I do have to try calling Him Sugar britches one time though... just to see what would happen...<not so innocent look>




Shylahgirl -> RE: When another calls Him/Her... (10/18/2006 2:49:08 PM)

That's happened to me.
 
Honsetly I don't mind. If someone wants to call my Dom "Sir" then I'm fine with that... it's just a term of respect
 
Shylah




cinderella221972 -> RE: When another calls Him/Her... (10/18/2006 7:37:47 PM)

i see may response is similar to some others.  It would be Master's decision how to handle it, not mine.

respectfully, cin {Jon's girl}




girlZita -> RE: When another calls Him/Her... (10/19/2006 6:33:53 AM)

quote:

ORIGINAL: afeathr

Since I call him "Sir" it's difficult to think that other subs/slaves would not do the same. 


I'm in the same boat. The term "Master" is reserved in our Family for use by his alpha slave only, so Sir it is. I know the difference in my heart when I say the word versus when others are using it for politeness, though, and I know he does, too.

At his feet,
Zita




afeathr -> RE: When another calls Him/Her... (10/19/2006 1:09:12 PM)

Good point... I suppose we know that too, and that's why I don't worry about it.  :)




raiken -> RE: When another calls Him/Her... (10/19/2006 1:22:05 PM)

quote:

ORIGINAL: MasterNdorei

Recently i attended a submissive's meeting where the topics were about how we would handle given scenerios. This one got quite a variation of answers up for discussion....
How would you handle it if you are at a party/dungeon where another slave/sub/bottom starts hanging around you and your partner, and before long is referring to Him/Her by the same title with which you use to address Him/Her.
Has this happened to anyone in real time?
If it did, how would you react?

Master's dorei

quote:



It HAS happened.  Knowing the humorous side of the one i was with at the time, who just enjoys his ego being stroked and who also has a healthy arrogance about him, it was utterly amusing to watch the interplay.  i was entertained by the whole scenario. *grin 






SiannaLillim -> RE: When another calls Him/Her... (10/21/2006 11:31:54 PM)

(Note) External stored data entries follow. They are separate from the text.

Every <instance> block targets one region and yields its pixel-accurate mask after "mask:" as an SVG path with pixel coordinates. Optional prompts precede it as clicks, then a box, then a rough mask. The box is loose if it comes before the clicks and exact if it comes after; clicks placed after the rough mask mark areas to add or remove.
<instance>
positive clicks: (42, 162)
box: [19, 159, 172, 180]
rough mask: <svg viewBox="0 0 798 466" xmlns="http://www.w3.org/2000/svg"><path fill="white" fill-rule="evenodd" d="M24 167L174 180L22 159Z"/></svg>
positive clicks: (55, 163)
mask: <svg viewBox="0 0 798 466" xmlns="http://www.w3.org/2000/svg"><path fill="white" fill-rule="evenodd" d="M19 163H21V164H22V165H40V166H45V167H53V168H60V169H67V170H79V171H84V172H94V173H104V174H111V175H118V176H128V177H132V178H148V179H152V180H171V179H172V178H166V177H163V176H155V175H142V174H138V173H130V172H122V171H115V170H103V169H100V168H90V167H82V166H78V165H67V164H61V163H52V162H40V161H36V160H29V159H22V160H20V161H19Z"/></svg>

I myself have this problem, being raised a Southerner. I say "Sir" and "Ma'am" as a term of respect and never thought about how other submissives would feel if I were to address their dominant in that fashion. Definitely something to keep in mind though!

-Sianna




babysburnin -> RE: When another calls Him/Her... (10/30/2006 6:21:44 PM)

I asked my Dom about this when you first posted the question.  It has never happened, so I asked hypothetically. 

He was a tiny bit insulted.  His take was that he would handle it - pretty much tell her without malice to go away.  But, honestly ... I'd be split in emotion.  First, I'd laugh because the sub would be barking up the wrong tree, second, I would be a bit annoyed just for the pure sake of disrespect towards me - and/or total cluelessness on their part.  My annoyance would last for 10 seconds and I'd get on with my life.




DiurnalVampire -> RE: When another calls Him/Her... (10/30/2006 6:26:09 PM)

On the phone with Angel, I just asked him if it would bother him if someone else caled me Maam in front of him.  I had to laugh at his answer.
"You teach karate... I am used to a class of 20 shouting it at you every few minutes, I doubt another perosn or two woudl really change much."

Guess that answers that.  If someone else called me Goddess I am sure he'd have far more of an objection.